In Feeding on Dreams: Confessions of an Unrepentant Exile the Chilean playwright, novelist, and essayist -- exiled voice of the anti-Pinochet resistance throughout the 1980s and '90s -- blows long on the strange forces that subvert the expatriate's efforts to reconstruct a life.
But "Feeding on Dreams" is also a story of rejection. The Chile of revolutionary struggle and progressive experimentation Dorfman was forced to flee is gone once the dictatorship is lifted and he returns.
His adopted country's embrace of neo-liberal policies during the author's 20 years in the hinterlands changed Chile for good, structurally and spiritually. We learn from this account that the literal massacre of the left opposition is an act with permanent ramifications.
As Dorfman worked abroad to keep the dead and deposed president Salvador Allende's ideas alive, while exposing the Pinochet dictatorship's chronic addiction to murder, the country had moved on.
Written over a backdrop of big history, a U.S.-backed coup and narrow escape into exile, "Feeding on Dreams" is really a tale of subtler things. Dorfman lost a country and status and he writes of the slights and adjustments endured.
Trying to shield their children from the fear of capture or murder beclouding their lives, mother and father eventually learn they have done nothing of the kind. That they live in danger, insecurity, and their children are fully affected by them.
Dorfman is something of a relic: the engaged leftist intellectual who uses his art to further the working class cause, while actively pursuing goals in the political arena. They just don't make them like this anymore.

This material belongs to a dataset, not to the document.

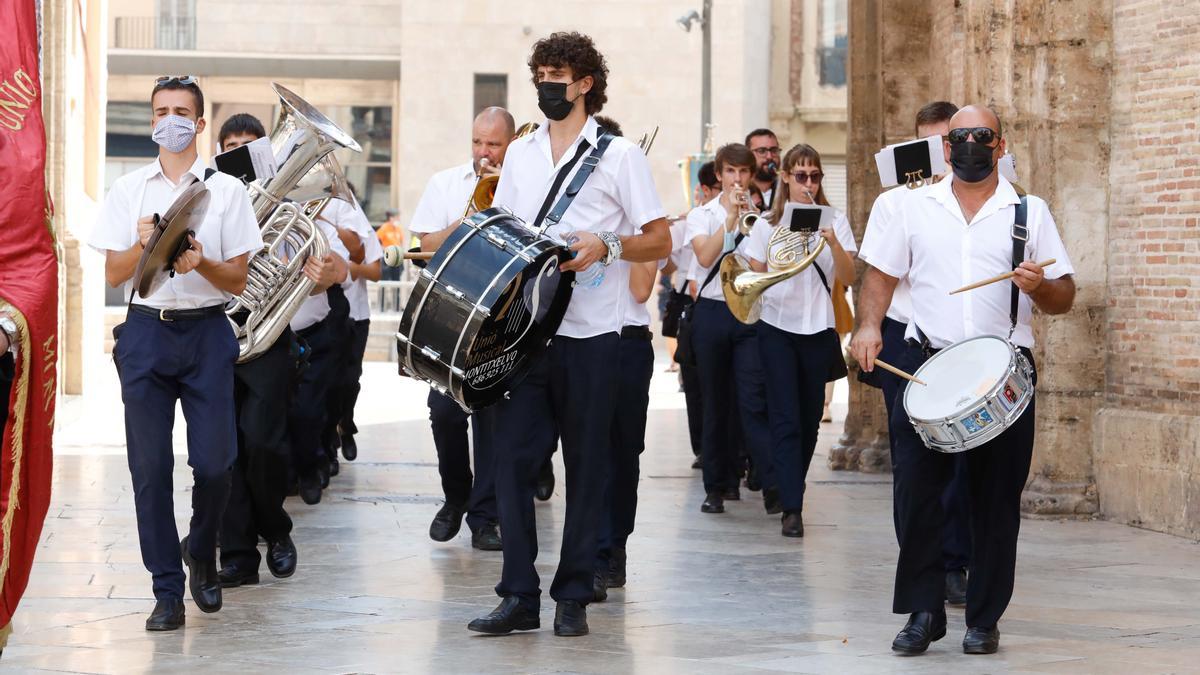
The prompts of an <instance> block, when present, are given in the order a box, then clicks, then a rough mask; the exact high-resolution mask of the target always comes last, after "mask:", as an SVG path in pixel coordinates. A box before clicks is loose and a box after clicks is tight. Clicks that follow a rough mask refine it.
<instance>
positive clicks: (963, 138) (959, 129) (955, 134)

His time is one when the world was split into two large camps represented, more or less, by their choice of economic religion. Dorfman's crowd was typical of the post-war left, rainbow in aspect, but driven by communist discipline, numbers and money.
He survives exile thanks to the assistance of countless solidarity groups spawned by the socialist and communist parties around the world. Their tenacity and commitment are noteworthy and detailed.
The good and the bad.
Residing in Holland thanks to assistance from some local and left-wing outfit, the author runs afoul of a good friend and ally through some strange misappropriation of money he was given.
The help was firm, but the qualifying criteria stringent.
Dorfman made two returns to Chile, once during the dictatorship and then post-Pinochet. Neither went well. There was a nagging guilt at having escaped what became a rather expansive concentration camp. There is the change in once-idealistic allies' more cynical view of politics and its purposes.
Having not lived the fear, Dorfman stakes his claim to a rightful place in the Chilean intelligentsia by writing a play that gets up everybody's noses. Those who have lived the horror have agreed to not talk about the horror, to try and leave it behind.
Dorfman's play, successful in other places, fails miserably in Chile. They are not ready for his in-depth accusatory. He has no constituency there and ends up in North Carolina.
The author is humble, bemused, and possessing of aplomb throughout this difficult account of a man slipping, stubbing, and stumbling across the planet. He is frank about his self-assessment when it came to marketing his writings on Chile to the top newspapers in the U.S. and aware the value his personal tragedy gave that work.
He is a writer and given to metaphorical flight. Be prepared to know that a stick of a tree growing somewhere in Santiago actually signifies exile and return, a long-ago friend who has held the flame of continuity even as the spurned son floundered on foreign shores...
But we jest. The literary insight to the things Dorfman has seen open up broader vistas, engage the spiritual as much as the factual.
He writes lovingly of the place and longingly for the politics of solidarity that put him at the maelstrom of Chilean history. His pain is clear, because he confronts it in this book.